I haven’t always agreed with Starboard’s views (and I don’t agree completely on ON either), but it’s hard to argue with the results. As Susquehanna analyst Christopher Rolland highlighted in a recent note, Starboard’s involvement with Mellanox (NASDAQ:MLNX), Marvell(NASDAQ:MRVL), and IDTI all produced strong results for shareholders, with the first and third ultimately being acquired.
My main difference of opinion with Starboard is on the value of a fab-lite model. At the risk of oversimplifying Starboard’s position, it wants ON to sell its fabs and transition to an outsourced model for chip production (using fabs like TSMC (TSM) and so on). Superficially, I can’t argue with this position – if you have a sizable fab footprint and you run it poorly, your gross margins will suffer, and that has certainly happened here. Still, in a business like power discretes, I question whether an outsourced model would be the right one (versus a business plan/management team that properly runs an in-house manufacturing effort). Likewise, I think having internal SiC manufacturing capacity is going to be important as the market transitions to these higher-value components for applications like EVs and industrial automation.
As far as ON being an attractive acquisition target, I’m not quite sure I agree with Starboard. I’m not sure which American companies would see value in this business. I don’t think it would fit what a company like Texas Instruments (TXN) wants, and while I can see a lot of interest in China, I think a Chinese buyer would be a non-starter. Renesas (OTCPK:RNECY) would be a possibility and would likely be more acceptable to U.S. officials, but I think Renesas management would have a hard time selling that deal to its shareholders.

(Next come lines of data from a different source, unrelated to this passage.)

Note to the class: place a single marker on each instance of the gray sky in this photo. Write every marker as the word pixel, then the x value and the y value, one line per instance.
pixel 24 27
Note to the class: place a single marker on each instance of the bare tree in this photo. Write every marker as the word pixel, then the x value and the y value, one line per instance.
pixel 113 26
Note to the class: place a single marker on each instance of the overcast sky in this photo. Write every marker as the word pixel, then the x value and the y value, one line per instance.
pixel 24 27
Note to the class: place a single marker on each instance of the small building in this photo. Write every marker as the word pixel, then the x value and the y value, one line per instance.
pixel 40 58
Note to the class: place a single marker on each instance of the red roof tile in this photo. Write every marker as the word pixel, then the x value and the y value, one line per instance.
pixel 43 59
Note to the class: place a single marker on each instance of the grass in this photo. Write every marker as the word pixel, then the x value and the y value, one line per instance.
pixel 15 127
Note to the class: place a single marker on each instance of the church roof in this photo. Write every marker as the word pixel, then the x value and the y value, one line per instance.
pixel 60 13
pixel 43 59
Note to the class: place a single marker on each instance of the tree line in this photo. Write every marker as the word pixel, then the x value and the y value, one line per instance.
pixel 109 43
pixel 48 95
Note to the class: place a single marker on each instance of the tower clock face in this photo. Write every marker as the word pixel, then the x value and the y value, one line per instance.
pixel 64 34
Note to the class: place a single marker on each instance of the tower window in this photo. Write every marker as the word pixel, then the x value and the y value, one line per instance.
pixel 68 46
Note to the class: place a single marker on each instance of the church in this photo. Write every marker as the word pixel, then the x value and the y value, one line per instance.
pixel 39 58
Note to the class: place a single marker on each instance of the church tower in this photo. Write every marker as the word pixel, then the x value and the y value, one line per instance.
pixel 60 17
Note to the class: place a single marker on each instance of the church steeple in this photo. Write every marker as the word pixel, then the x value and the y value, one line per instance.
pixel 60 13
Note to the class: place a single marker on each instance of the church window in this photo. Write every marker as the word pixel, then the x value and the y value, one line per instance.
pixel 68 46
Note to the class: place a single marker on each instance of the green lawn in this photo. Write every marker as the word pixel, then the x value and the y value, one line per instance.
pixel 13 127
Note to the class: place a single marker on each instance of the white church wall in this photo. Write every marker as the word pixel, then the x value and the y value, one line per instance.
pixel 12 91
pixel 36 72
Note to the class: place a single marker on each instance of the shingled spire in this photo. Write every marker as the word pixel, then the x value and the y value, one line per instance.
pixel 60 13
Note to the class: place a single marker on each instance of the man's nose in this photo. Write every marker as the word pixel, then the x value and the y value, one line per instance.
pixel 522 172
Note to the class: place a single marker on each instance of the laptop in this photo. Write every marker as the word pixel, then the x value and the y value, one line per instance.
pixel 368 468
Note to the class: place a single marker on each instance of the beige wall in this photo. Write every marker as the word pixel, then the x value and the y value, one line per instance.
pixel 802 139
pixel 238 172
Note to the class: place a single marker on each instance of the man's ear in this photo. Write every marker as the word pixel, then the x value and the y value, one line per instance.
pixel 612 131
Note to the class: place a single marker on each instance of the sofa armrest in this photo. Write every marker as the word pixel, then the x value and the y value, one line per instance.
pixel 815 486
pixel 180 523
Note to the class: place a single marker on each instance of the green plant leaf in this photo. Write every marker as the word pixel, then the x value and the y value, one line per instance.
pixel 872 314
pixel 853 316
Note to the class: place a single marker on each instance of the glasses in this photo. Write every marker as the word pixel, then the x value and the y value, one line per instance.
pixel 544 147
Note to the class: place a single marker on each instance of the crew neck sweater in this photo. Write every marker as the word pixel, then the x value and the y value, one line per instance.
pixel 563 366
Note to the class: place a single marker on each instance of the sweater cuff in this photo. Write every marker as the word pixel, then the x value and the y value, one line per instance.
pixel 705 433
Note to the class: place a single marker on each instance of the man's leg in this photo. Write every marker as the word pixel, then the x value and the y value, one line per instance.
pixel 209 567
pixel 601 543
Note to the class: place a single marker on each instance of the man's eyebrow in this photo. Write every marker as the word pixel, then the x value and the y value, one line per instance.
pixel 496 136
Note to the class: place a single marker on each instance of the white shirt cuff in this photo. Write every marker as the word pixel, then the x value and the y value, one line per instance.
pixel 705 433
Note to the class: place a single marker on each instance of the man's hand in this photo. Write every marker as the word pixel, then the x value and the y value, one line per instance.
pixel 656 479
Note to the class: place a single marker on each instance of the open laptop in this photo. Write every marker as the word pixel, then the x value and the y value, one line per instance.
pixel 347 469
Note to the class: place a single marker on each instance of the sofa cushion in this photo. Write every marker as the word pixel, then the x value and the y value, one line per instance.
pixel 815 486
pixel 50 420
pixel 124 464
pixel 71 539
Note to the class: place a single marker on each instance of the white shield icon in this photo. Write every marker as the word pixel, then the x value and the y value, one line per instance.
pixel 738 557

I still see meaningful opportunities in areas like auto power and ADAS, industrial power and IoT, and I believe ON can be a player in SiC. I also see significant margin improvement potential with the right business plan, but the board has to be willing to hire a CEO who will make some big changes.
I do also still see a lot of risks. China is increasingly looking to insource its semiconductor needs, and I see power discretes for auto and industrial applications as a prime area of focus for companies like CR Micro and StarPower. With ON more skewed to commodity-type power products than STMicro or Infineon (OTCQX:IFNNY), I see more risk here than for those companies, which makes execution on opportunities in SiC power and other leading-edge growth opportunities even more important.
At this point, I’m sticking with my prior model, which includes a long-term revenue growth rate of around 3% to 4%, long-term adjusted FCF margins in the low-to-mid teens, gross margins in the low-to-mid 30%’s, and operating margins in the low-to-mid teens.
The Bottom Line
With the announcement of the CEO transition and Starboard’s involvement, ON’s shares have moved up to more or less fairly valued by my old numbers. While I haven’t changed my model yet, I’m still positive on the shares as I now see upside to my old numbers. I believe the involvement of Starboard is going to push ON to become a more efficient, more return-focused company, and I think there’s still upside on that basis, but I freely acknowledge that that upside is becoming more conjectural as the share price moves up.
Disclosure:I/we have no positions in any stocks mentioned, and no plans to initiate any positions within the next 72 hours.I wrote this article myself, and it expresses my own opinions. I am not receiving compensation for it (other than from Seeking Alpha). I have no business relationship with any company whose stock is mentioned in this article.